Guilherme neves lembra que não é possível criar uma defesa 100%; no entanto, é possível criar mecanismos de segurança e alerta que podem auxiliar muito na prevenção, detecção e tratamento de incidentes. “A metodologia da ISA99 / IEC62443 acaba de lançar o quinto documento que trata de segurança de componentes, e abrange procedimentos nos diversos níveis da organização para mitigar os riscos. O grande desafio das empresas é tratar o legado, que muitas vezes não tem substituto, ou não é economicamente viável; existem hoje soluções técnicas, como o proxy de aplicação, que faz o meio de campo entre o sistema legado inseguro e o ambiente do operador, criando uma camada de segurança, possibilitando a sobrevida do sistema legado.
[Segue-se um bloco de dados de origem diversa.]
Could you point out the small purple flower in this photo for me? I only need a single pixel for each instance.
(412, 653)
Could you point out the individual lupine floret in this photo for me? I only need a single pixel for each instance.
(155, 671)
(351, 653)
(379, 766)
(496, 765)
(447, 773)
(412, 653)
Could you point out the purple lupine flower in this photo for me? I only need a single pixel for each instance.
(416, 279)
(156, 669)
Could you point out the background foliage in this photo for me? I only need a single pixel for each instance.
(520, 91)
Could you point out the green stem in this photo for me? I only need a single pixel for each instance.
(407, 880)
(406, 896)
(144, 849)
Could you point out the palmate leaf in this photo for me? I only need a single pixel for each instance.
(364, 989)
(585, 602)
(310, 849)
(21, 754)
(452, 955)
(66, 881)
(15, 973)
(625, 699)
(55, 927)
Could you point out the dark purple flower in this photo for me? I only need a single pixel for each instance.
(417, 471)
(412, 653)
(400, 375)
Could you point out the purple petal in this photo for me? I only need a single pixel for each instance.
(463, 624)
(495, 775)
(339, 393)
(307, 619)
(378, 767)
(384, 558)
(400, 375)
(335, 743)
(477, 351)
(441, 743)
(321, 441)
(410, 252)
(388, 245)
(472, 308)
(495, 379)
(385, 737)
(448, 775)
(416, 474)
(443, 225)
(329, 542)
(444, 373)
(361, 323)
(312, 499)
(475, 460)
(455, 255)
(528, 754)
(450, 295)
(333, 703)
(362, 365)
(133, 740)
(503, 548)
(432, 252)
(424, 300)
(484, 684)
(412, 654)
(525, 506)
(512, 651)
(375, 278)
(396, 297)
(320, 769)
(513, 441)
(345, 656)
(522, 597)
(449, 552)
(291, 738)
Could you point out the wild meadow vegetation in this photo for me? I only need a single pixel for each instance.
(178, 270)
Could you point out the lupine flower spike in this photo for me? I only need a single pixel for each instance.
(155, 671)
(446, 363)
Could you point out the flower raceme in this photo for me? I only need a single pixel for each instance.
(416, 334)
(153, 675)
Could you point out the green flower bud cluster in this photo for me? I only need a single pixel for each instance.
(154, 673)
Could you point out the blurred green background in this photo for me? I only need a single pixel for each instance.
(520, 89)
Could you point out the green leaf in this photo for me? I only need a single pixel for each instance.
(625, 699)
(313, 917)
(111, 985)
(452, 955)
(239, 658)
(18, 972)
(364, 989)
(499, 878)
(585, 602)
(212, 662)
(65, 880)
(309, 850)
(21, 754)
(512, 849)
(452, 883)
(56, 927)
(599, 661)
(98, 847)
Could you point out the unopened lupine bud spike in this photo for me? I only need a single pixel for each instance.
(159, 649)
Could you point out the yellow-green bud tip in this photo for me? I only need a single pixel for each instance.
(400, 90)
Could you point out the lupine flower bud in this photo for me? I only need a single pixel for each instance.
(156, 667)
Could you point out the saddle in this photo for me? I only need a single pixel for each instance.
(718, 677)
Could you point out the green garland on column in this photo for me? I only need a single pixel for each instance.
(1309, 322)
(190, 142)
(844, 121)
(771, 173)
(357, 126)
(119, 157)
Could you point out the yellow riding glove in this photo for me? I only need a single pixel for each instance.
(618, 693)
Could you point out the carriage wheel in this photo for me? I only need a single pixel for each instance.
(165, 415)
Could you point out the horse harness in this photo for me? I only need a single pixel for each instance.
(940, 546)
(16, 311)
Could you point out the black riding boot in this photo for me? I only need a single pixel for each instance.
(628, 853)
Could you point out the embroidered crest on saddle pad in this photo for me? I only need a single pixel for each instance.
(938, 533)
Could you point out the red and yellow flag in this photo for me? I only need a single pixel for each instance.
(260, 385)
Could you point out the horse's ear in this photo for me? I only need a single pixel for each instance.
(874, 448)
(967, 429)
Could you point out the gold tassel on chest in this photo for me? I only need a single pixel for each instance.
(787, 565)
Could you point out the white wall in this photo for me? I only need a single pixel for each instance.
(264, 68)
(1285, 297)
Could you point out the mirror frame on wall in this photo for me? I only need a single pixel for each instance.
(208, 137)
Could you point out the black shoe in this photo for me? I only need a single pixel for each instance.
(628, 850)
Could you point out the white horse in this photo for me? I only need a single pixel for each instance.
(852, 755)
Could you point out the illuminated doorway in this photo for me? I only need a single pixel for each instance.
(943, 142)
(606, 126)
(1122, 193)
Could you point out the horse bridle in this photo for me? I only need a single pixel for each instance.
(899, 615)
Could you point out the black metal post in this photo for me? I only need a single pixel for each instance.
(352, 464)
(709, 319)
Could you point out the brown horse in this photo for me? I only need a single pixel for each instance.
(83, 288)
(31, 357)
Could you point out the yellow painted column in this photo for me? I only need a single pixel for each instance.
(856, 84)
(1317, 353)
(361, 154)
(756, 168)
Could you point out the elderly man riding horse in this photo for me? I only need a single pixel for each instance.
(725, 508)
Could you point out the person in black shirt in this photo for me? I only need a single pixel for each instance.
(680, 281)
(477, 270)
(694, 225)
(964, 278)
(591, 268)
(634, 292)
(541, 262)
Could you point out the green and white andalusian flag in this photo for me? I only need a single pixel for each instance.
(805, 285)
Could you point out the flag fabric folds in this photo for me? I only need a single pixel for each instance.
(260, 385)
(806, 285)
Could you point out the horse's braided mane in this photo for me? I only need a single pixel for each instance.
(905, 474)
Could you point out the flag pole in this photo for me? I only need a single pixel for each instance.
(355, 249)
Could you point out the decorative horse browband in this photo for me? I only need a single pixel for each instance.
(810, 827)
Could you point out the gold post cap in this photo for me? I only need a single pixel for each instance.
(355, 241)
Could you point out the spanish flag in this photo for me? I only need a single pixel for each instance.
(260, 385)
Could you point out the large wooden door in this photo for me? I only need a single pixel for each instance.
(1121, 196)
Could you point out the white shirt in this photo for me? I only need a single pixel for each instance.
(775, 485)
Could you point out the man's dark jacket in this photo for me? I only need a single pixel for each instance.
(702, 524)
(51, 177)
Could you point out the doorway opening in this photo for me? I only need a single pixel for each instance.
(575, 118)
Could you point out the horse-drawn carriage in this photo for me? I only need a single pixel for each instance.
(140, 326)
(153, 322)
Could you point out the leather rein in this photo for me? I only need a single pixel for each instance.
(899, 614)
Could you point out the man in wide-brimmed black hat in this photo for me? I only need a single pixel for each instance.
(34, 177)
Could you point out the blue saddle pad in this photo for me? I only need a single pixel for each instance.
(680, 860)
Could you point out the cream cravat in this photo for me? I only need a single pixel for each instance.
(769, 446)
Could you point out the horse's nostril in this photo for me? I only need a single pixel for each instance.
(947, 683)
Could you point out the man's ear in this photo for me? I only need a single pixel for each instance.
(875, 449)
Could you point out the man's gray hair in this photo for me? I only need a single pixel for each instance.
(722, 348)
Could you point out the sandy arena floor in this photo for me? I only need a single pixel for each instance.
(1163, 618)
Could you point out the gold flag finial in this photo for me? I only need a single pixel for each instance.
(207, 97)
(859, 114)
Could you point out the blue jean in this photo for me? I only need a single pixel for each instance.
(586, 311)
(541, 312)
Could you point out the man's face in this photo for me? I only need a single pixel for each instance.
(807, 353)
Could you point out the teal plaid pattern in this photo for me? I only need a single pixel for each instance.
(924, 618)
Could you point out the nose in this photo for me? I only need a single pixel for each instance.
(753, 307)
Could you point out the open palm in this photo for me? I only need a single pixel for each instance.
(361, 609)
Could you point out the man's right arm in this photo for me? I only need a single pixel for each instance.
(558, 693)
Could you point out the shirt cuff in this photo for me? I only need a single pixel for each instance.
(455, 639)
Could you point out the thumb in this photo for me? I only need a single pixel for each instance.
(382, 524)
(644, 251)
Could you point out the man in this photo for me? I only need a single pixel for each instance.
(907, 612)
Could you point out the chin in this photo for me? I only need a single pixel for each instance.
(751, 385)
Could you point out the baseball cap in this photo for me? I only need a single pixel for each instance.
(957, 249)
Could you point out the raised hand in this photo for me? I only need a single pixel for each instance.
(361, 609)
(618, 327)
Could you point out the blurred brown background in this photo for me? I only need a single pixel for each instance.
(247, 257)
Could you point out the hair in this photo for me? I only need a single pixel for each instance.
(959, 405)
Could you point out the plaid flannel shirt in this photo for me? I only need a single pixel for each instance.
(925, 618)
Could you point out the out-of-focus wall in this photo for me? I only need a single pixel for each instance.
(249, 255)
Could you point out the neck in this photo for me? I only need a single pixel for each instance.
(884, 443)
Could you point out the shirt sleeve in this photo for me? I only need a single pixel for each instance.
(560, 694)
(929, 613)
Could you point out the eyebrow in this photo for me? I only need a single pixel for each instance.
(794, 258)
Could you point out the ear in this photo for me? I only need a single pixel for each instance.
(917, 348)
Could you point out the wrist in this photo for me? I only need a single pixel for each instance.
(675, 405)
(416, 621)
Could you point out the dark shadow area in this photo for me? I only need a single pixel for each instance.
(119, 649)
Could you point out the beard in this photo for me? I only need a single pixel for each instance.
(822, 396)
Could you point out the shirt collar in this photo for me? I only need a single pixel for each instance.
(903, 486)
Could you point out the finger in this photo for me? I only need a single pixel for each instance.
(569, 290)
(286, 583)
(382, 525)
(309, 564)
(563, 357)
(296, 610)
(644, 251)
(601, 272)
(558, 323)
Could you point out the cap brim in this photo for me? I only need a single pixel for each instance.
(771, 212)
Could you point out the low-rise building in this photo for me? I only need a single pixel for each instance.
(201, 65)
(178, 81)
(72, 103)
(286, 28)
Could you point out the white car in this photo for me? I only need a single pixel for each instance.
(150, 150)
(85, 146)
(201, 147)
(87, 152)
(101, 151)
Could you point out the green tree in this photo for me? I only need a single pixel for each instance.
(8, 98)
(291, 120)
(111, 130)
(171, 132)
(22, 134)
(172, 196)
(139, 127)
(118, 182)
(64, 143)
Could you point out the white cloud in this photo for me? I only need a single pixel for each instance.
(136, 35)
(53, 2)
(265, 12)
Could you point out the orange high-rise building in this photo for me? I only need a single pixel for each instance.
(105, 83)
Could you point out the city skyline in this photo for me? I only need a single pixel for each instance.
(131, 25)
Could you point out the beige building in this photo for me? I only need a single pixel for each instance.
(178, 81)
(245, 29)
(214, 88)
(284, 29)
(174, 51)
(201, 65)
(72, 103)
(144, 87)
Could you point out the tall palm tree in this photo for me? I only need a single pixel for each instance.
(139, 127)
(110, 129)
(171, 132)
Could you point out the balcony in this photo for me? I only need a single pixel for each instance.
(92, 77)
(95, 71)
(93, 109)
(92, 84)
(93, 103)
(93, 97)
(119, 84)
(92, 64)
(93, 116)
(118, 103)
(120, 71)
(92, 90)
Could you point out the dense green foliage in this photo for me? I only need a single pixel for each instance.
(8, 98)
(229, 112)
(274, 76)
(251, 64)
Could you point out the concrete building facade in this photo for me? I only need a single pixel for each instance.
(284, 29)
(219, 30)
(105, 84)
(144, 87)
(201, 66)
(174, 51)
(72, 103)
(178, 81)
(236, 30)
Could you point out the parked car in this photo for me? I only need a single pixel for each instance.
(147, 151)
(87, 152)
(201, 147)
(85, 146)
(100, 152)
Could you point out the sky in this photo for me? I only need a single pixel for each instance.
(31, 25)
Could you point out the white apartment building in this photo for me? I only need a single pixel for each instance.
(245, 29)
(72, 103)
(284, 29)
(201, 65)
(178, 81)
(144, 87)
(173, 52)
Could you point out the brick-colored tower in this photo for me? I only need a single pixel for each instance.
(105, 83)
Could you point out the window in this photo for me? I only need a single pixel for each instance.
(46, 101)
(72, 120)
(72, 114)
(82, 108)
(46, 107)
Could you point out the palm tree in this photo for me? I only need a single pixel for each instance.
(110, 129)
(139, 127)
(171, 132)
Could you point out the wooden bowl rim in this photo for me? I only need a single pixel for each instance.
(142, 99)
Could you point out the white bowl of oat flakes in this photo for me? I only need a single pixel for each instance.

Outro grande desafio para a segurança são os dispositivos IoT cada vez mais presentes – a tendência é termos 30 bilhões de dispositivos conectados até 2030, 7 bilhões só na indústria. Na sua maioria, esses dispositivos não têm nenhuma certificação de segurança, mas existe uma iniciativa da ISA para certificar os dispositivos de automação, inclusive IoT e Wifi, porém, ainda são poucos os fabricantes que aderiram”.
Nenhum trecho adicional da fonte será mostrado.